Clearly, the statute speaks of sentencing "for any crime or offense," i.e. , for any single crime or offense. In sentencing, each crime is to be considered separately. The trial judge is required to specify the term imposed for each offense and whether such terms are to run concurrently or consecutively. State v. Quatro , 44 N.J. Super. 120, 128 (App. Div. 1957), cert. den. 355 U.S. 850, 78 S. Ct. 73, 2 L. Ed. 2d 60 (1957). And, the observation of this court in regard to consecutive reformatory sentences, see State v. Horton , 45 N.J. Super. 44, 48 (App. Div. 1957), is equally applicable here. The statute before us contains no restrictive provision against consecutive terms of probation. Had the Legislature so intended, it could have explicitly so provided. Beyond this, we find nothing in the imposition of the consecutive terms of probation repugnant to the legislative policy of rehabilitation implicit in the statute. See Adamo v. McCorkle , 13 N.J. 561, 563 (1953), rev'g 26 N.J. Super. 562 (App. Div. 1953), cert. den. 347 U.S. 928, 74 S. Ct. 531, 98 L. Ed. 1080 (1954). We particularly note that if at any time the sentencing court in its discretion determines that defendant's conduct and the circumstances so warrant, it may, pursuant to N.J.S.A. 2A:168-4, discharge him from probation. We discern no merit in defendant's claim

[166 NJSuper Page 441]

that the second consecutive period of probation "is illegal and in violation of N.J.S.A. 2A:168-1."

Defendant maintains that

If some form of drug treatment, to follow release from the indeterminate term, was deemed necessary at the time of sentencing, an out-patient program would have been the only appropriate special condition of probation to impose at that time.

He accordingly asks that we change the special condition of probation "to an out-patient program." In support of his request he points to a report of his progress at the Wharton Tract Unit, a treatment program of the Youth Reception and Correction Center, which contains the following recommendation:

It is the feeling of the Wharton Tract Unit Staff tha[t] an out-patient drug program would be more appropriate than an in-patient at this time due to Andrew's eight months of therapy and progress in the Wharton Tract Program.

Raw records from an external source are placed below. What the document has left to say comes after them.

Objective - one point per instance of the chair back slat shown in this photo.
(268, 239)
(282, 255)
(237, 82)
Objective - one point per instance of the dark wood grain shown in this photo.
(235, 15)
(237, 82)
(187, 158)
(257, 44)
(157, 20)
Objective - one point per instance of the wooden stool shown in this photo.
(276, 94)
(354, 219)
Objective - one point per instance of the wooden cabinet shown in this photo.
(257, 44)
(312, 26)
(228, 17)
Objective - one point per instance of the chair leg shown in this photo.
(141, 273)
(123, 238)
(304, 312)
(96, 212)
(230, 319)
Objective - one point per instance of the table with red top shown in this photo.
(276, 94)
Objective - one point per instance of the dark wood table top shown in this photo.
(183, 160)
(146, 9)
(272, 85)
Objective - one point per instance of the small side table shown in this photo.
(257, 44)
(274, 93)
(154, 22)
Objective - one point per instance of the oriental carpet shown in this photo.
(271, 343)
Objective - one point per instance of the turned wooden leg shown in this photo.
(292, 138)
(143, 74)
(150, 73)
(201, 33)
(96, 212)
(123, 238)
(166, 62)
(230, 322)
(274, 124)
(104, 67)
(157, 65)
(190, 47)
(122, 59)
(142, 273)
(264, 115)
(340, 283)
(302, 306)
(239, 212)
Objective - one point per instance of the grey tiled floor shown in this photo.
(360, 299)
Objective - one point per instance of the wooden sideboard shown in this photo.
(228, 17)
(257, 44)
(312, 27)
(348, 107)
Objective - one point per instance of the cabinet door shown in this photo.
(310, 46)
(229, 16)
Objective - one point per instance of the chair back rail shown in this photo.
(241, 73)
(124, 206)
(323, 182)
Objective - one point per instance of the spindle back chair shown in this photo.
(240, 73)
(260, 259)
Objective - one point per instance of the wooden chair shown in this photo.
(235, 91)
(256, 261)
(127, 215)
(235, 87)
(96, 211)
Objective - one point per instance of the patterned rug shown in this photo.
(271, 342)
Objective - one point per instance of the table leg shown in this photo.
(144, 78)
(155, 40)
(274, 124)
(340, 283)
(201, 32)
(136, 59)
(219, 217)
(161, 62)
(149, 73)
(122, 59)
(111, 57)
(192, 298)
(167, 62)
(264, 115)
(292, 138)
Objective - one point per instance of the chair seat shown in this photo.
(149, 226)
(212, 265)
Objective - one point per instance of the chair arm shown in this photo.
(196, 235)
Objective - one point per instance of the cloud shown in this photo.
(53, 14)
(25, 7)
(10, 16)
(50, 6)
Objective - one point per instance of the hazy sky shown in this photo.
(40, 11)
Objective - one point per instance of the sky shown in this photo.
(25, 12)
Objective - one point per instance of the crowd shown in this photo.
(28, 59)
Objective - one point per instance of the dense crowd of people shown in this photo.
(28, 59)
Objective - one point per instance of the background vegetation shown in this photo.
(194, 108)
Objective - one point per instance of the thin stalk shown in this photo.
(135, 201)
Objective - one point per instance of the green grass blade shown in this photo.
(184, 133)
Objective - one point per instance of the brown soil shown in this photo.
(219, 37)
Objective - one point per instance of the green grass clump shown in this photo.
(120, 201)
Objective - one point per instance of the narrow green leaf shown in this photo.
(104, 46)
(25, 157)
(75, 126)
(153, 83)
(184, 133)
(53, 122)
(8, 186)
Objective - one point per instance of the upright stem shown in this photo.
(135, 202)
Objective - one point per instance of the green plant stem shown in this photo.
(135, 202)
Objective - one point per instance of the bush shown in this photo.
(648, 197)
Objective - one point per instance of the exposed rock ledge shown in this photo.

Any application for modification of the special condition of probation should properly be made in the first instance to the sentencing court, see N.J.S.A. 2A:168-2, which may, if it deems necessary, hear testimony relevant to defendant's contention.

In view of the nature of the offenses and the information set forth in the transcripts of the plea and sentencing proceedings, the transcript of the June 24, 1977 hearing on defendant's motion for reduction or modification of sentence, and the presentence report, we are satisfied that the trial judge did not mistakenly exercise his discretion in imposing the sentences which he did in this case, or in denying the motion for reduction or modification of sentence.